Le acque reflue vengono trattate in modo da rimuovere gli inquinanti e rispettare i limiti di legge. A tale scopo si cerca di rendere insolubili gli inquinanti presenti nell'acqua sotto forma di solidi (es. fanghi), liquidi (es. olio) o gassosi (es. azoto) mediante opportuni trattamenti. Vengono poi utilizzate tecniche ben note per separare le acque reflue trattate da restituire ai corsi d'acqua naturali dagli inquinanti resi insolubili. I gas vengono dispersi in atmosfera, mentre i residui liquidi e solidi (fanghi, olii, grassi) vengono solitamente digeriti prima di essere sottoposti ad ulteriore trattamento. I trattamenti possono essere mono o pluristadio a seconda delle caratteristiche delle acque reflue e del grado di depurazione richiesto. Il trattamento delle acque reflue può essere suddiviso in processi fisici (primari), biologici (secondari) e terziari.
Processi fisici
I vari processi di trattamento fisico sono progettati per rimuovere gli inquinanti insolubili.
Screening
Il liquame viene fatto passare attraverso griglie che trattengono i solidi grossolani che possono bloccare o danneggiare le apparecchiature dell'impianto di depurazione (es. valvole e pompe).

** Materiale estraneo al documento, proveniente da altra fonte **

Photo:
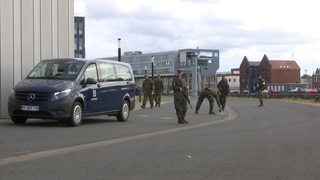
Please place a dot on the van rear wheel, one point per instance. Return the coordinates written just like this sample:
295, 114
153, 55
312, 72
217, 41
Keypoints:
76, 114
124, 112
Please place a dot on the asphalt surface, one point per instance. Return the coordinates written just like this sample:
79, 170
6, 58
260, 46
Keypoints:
277, 141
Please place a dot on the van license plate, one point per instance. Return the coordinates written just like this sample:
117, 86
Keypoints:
29, 108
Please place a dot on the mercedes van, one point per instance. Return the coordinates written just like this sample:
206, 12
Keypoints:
70, 89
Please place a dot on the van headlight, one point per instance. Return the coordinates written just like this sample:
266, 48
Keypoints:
58, 95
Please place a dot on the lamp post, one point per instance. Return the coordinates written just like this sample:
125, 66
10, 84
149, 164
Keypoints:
152, 67
119, 49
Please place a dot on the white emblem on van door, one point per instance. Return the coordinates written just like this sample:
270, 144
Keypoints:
94, 95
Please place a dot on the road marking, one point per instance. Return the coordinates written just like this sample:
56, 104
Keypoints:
166, 118
144, 115
41, 154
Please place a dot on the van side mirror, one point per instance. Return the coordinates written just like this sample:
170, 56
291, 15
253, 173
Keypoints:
91, 81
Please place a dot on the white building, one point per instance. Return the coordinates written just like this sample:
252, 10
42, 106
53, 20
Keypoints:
31, 30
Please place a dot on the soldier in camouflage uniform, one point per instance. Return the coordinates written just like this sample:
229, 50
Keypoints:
180, 101
147, 88
158, 88
224, 90
210, 95
261, 86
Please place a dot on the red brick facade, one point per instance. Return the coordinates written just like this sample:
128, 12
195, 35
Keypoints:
273, 71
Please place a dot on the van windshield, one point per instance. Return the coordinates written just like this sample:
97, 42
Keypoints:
56, 69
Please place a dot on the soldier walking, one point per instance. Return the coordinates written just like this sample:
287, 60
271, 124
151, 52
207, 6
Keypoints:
261, 87
147, 88
210, 94
180, 101
224, 90
158, 88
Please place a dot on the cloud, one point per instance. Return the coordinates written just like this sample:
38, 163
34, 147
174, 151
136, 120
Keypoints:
236, 28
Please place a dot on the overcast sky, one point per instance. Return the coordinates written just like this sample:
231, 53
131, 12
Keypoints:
281, 29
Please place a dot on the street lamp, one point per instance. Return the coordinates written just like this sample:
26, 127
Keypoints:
119, 49
152, 68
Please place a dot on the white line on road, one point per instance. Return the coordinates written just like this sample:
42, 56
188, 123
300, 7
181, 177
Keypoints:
36, 155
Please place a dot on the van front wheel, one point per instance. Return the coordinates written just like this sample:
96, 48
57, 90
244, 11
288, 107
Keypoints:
123, 114
76, 114
18, 120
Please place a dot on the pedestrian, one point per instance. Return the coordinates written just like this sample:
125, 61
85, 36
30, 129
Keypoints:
147, 89
210, 94
180, 96
224, 90
158, 88
261, 86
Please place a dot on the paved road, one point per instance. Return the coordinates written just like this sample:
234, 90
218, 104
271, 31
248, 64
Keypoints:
278, 141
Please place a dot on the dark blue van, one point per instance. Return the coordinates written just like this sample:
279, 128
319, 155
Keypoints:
70, 89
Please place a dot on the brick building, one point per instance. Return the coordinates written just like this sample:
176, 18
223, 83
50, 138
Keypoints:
273, 71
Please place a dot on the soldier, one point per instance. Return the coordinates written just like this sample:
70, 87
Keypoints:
180, 99
147, 88
261, 86
158, 88
224, 90
210, 95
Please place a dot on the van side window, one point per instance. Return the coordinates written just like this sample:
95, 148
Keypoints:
91, 72
123, 73
107, 72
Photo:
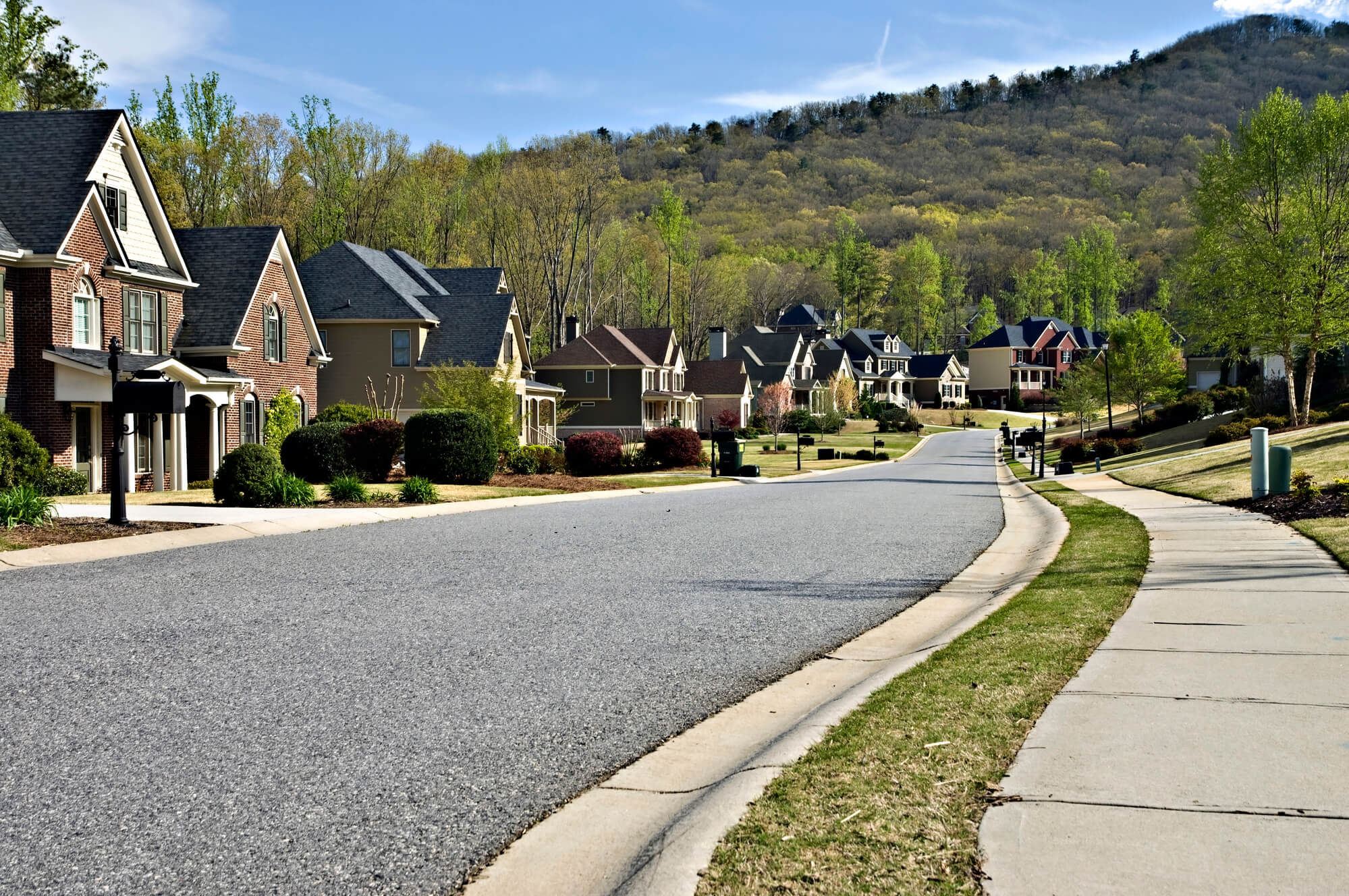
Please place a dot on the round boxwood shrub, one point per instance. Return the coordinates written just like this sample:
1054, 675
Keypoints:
316, 453
373, 446
451, 447
671, 447
246, 477
23, 462
590, 454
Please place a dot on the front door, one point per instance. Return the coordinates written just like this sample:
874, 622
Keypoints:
84, 445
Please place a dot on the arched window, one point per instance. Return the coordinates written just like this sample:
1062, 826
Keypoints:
86, 320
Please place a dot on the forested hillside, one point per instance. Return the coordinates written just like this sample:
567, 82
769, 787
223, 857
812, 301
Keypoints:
1062, 192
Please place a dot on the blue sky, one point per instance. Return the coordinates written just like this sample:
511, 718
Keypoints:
466, 74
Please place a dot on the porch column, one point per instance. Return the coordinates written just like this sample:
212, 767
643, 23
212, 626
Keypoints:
157, 454
213, 443
180, 453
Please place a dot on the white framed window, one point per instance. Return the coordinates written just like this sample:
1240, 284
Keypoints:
401, 343
86, 320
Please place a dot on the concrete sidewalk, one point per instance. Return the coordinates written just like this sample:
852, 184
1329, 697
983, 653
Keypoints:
1205, 746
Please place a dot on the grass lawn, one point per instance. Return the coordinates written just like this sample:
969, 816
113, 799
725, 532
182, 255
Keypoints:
1226, 474
891, 801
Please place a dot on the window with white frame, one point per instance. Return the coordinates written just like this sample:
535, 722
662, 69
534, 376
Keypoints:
86, 322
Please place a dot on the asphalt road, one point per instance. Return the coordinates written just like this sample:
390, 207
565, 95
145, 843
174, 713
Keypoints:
383, 708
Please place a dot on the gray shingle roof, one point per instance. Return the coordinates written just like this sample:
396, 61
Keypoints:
227, 262
472, 329
45, 159
348, 281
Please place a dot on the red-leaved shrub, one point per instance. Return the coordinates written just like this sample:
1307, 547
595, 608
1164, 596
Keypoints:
593, 453
673, 447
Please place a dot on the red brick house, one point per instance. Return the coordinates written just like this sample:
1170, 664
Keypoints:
86, 253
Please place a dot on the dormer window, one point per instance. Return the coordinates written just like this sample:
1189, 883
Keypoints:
86, 320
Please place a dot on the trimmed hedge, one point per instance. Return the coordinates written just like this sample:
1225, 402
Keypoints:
316, 453
671, 447
373, 446
246, 477
451, 447
593, 453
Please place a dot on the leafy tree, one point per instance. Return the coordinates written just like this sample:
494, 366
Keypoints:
472, 388
987, 322
1145, 362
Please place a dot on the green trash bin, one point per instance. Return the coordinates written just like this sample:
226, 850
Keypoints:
1281, 470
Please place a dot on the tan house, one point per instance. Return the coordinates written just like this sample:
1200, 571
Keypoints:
386, 314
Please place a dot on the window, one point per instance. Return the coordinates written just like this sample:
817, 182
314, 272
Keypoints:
402, 343
248, 420
144, 329
115, 203
86, 325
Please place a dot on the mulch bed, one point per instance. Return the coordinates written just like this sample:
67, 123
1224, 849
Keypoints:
74, 530
555, 481
1289, 508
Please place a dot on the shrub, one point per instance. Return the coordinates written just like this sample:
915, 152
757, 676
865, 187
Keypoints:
348, 488
316, 454
1105, 449
22, 459
289, 491
669, 447
23, 505
418, 491
1305, 486
593, 453
244, 477
373, 446
61, 481
449, 446
344, 414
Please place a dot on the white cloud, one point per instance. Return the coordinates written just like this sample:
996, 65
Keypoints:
139, 40
1323, 9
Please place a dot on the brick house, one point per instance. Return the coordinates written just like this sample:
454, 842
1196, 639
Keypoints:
86, 253
1033, 354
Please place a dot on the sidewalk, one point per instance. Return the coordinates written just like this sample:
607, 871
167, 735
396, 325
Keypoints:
1205, 746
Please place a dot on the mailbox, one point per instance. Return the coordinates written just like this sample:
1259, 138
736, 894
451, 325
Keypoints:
150, 397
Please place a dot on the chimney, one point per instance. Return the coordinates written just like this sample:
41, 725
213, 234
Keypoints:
717, 343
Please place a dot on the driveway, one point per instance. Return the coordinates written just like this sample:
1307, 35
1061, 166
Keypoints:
383, 708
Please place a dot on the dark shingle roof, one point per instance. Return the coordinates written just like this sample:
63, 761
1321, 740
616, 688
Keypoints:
472, 329
350, 281
725, 377
468, 281
45, 161
227, 262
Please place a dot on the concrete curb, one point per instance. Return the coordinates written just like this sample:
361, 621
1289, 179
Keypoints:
653, 825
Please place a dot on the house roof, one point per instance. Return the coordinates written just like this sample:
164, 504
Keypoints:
468, 281
472, 333
45, 164
227, 264
723, 377
929, 366
350, 281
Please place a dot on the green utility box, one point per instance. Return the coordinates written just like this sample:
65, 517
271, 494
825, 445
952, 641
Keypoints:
1281, 470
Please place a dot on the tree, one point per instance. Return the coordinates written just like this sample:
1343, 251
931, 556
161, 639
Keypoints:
985, 322
1271, 267
1145, 362
775, 403
472, 388
1081, 393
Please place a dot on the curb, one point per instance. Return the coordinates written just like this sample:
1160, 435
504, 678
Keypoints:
653, 825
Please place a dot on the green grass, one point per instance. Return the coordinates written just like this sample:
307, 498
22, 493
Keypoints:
873, 809
1226, 476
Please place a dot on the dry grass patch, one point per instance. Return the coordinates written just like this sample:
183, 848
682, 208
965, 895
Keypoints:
891, 801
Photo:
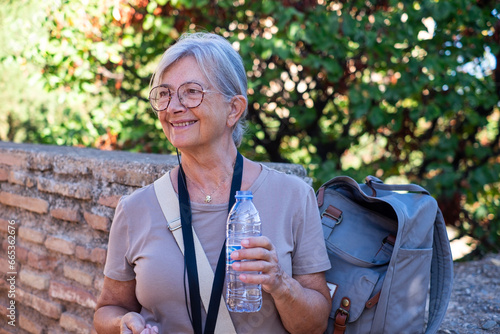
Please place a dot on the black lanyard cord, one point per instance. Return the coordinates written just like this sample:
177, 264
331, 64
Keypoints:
190, 255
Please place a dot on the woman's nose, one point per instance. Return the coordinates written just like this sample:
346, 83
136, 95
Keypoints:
175, 104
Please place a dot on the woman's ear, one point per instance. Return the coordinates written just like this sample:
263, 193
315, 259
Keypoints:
238, 105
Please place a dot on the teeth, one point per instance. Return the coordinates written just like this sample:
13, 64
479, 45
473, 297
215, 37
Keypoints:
182, 124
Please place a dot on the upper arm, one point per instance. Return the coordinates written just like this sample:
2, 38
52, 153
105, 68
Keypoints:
316, 282
119, 293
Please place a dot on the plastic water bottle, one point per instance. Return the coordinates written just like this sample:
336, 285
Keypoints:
243, 222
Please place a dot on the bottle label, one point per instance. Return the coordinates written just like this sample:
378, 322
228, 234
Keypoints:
229, 250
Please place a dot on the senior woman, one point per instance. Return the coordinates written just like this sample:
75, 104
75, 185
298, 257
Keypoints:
199, 93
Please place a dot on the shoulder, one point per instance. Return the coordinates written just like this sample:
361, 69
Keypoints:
289, 181
139, 198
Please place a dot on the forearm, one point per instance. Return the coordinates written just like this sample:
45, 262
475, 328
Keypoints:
107, 319
302, 310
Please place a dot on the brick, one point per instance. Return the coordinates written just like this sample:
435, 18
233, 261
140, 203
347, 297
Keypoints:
28, 203
12, 159
78, 275
109, 201
72, 294
74, 323
21, 178
4, 174
74, 190
34, 279
45, 307
3, 225
67, 214
60, 244
22, 254
42, 262
127, 176
41, 162
97, 254
97, 222
5, 266
5, 331
30, 326
32, 235
82, 253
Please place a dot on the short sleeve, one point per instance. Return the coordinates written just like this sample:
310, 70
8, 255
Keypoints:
117, 266
310, 254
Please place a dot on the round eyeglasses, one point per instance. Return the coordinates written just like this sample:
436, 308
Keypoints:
190, 95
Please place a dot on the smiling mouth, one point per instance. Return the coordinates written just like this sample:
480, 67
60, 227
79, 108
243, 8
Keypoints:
175, 125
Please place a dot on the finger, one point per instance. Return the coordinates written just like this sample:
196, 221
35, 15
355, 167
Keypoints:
261, 241
251, 254
132, 323
256, 266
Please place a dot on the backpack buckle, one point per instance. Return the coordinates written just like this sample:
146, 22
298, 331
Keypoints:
342, 315
333, 213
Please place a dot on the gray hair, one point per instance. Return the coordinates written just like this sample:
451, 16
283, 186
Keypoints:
220, 63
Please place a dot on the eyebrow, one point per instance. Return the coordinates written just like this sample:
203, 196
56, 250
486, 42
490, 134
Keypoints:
189, 81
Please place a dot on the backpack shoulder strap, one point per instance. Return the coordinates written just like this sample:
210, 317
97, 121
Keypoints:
441, 275
167, 198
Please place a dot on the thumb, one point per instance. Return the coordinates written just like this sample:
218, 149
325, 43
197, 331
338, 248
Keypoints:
132, 323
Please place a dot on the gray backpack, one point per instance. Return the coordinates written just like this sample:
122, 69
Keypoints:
387, 244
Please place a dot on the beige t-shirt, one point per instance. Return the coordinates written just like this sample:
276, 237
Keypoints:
141, 247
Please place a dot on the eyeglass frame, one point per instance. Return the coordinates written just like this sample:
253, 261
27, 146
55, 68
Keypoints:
203, 91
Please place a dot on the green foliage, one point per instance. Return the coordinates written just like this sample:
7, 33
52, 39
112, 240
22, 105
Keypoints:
391, 88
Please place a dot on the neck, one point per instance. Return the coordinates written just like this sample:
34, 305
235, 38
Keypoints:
209, 177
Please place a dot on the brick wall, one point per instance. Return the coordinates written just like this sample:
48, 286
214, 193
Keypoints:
57, 204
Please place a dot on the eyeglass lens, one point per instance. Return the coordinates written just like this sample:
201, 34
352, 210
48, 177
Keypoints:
190, 95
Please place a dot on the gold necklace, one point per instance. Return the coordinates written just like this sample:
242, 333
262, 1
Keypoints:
208, 198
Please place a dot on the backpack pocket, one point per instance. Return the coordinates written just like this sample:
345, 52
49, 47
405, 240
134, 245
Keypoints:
409, 291
359, 254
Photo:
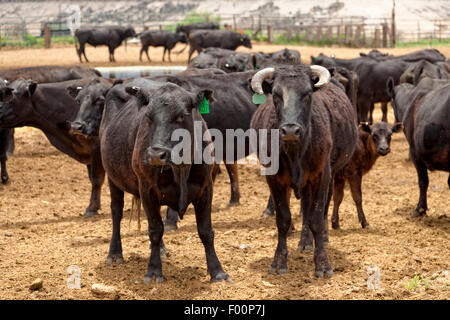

Le proiezioni vengono elaborate in base alle situazioni locali.
Rimozione della sabbia
La sabbia contenuta nelle acque reflue deve essere rimossa in quanto tende a depositarsi nelle tubazioni a causa della sua elevata densità e causare abrasione alle apparecchiature (es. separatori centrifughi e turbine). La sabbia viene generalmente rimossa facendo passare le acque reflue attraverso un canale di sezione costante ad una velocità da 15 a 30 cm/s. La sabbia si raccoglie sul fondo del canale e può essere utilizzata, previo lavaggio per rimuovere il materiale putrescibile, come materiale inerte, ad esempio per la costruzione di strade.
Rimozione dell'olio
Oli e grassi non emulsionabili devono essere rimossi perché aderirebbero alle attrezzature degli impianti di trattamento (es. vasche e chiarificatori) e interferirebbero con il successivo trattamento biologico. Le particelle di olio e grasso vengono fatte raccogliere in superficie facendo passare le acque reflue ad opportuna velocità attraverso vasche di sezione rettangolare; vengono scremati meccanicamente e possono essere utilizzati come combustibile. Per la disoleazione vengono frequentemente utilizzati separatori multipiastra di concezione compatta ed elevata efficienza: il liquame viene fatto passare dall'alto attraverso pile di piastre piane inclinate; l'olio aderisce alle superfici inferiori delle piastre e si sposta verso l'alto dove viene raccolto. Con entrambi questi processi l'acqua disoleata viene scaricata sul fondo.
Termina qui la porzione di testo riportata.